Até a publicação desta reportagem, o senador Randolfe Rodrigues não havia se manifestado. Filho do presidente, o senador Flávio Bolsonaor (Republicanos-RJ) informou que irá representar contra Kajuru no Conselho de Ética do Senado.
###
O QUE BOLSONARO DISSE NO TELEFONEMA COM KAJURU
“Se mudar [o foco da CPI], [nota] 10 pra você, porque nós não temos nada a esconder.”
“Tem que mudar o objetivo da CPI. Ela tem que ser ampla. Aí você faz um excelente trabalho para o Brasil.”
“A CPI hoje é para investigar omissões do presidente Jair Bolsonaro, ponto final. Quer fazer uma investigação completa? Se não mudar o objetivo da CPI, ela vai vir só pra cima de mim.”

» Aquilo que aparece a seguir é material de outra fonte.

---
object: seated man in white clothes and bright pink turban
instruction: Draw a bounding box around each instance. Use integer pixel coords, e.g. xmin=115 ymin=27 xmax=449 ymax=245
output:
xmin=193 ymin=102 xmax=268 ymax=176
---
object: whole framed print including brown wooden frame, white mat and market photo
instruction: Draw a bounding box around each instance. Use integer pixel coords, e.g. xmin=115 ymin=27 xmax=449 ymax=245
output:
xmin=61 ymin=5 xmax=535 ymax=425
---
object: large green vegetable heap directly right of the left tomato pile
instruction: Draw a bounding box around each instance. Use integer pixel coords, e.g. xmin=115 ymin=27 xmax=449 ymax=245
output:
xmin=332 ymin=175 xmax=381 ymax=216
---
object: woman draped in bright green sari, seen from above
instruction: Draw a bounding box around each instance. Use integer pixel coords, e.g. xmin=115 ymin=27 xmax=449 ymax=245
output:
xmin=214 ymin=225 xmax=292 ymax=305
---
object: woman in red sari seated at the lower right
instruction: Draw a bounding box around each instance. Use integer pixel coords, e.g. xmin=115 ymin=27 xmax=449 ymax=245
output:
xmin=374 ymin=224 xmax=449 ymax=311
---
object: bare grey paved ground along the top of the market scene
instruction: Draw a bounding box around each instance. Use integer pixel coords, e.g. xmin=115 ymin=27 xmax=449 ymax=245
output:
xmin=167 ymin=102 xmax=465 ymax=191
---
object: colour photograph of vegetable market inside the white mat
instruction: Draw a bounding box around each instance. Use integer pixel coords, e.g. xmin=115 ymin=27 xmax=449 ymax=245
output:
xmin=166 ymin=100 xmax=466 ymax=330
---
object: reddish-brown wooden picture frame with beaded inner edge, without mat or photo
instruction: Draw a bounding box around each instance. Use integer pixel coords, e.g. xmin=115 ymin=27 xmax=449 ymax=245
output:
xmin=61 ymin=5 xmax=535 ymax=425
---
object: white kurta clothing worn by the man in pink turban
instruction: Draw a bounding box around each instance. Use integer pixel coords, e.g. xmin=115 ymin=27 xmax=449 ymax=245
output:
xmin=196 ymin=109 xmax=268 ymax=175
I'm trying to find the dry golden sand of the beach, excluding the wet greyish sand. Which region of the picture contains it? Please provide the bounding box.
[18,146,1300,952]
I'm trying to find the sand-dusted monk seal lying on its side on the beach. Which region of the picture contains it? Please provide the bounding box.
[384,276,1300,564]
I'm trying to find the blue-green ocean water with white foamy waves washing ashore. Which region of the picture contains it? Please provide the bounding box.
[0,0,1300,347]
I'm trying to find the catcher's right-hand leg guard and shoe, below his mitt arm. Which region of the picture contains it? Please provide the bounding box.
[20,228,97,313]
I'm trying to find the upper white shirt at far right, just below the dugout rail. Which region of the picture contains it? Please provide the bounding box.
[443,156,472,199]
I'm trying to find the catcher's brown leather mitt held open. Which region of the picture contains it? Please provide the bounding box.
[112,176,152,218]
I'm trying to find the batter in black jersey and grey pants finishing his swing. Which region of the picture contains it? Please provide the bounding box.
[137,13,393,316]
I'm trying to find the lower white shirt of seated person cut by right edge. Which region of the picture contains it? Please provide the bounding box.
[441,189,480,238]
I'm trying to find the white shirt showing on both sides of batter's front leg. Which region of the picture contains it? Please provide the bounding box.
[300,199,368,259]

“O que precisa fazer pra ser uma CPI útil para o Brasil: mudar a amplitude dela. Bota governadores e prefeitos. Presidente da República, governadores e prefeitos.”
“Se não mudar [a amplitude], a CPI vai simplesmente ouvir o Pazuello, ouvir gente nossa, para fazer um relatório sacana.”
“A gente fica fazendo do limão uma limonada. Por enquanto, é um limão que tá aí. Dá para ser uma limonada. Acho que você já fez alguma coisa, tem que peticionar o Supremo pra botar em pauta o impeachment também [dos ministros do Supremo].”
“Nós estamos afinados, nós dois. É CPI ampla e investigar ministro do Supremo. Dez para você.”
“Sabe o que eu acho que vai acontecer? O que vai acontecer eles vão [inaudível] tudo. Não tem CPI não tem investigação de ministro do Supremo. Eu sou a favor de colocar tudo pra frente.”
“O que está em voga hoje em dia é que eu fui gravado numa conversa telefônica, a que ponto chegamos no Brasil aqui. Gravado”, disse Bolsonaro, segundo imagens divulgadas na internet por um apoiador.
“Não é vazar. É te gravar. A gravação é só com autorização judicial. Agora, gravar o presidente e divulgar. E outra, só para controle, falei mais coisas naquela conversa lá. Pode divulgar tudo da minha parte, tá?”, complementou o presidente na porta do Palácio da Alvorada.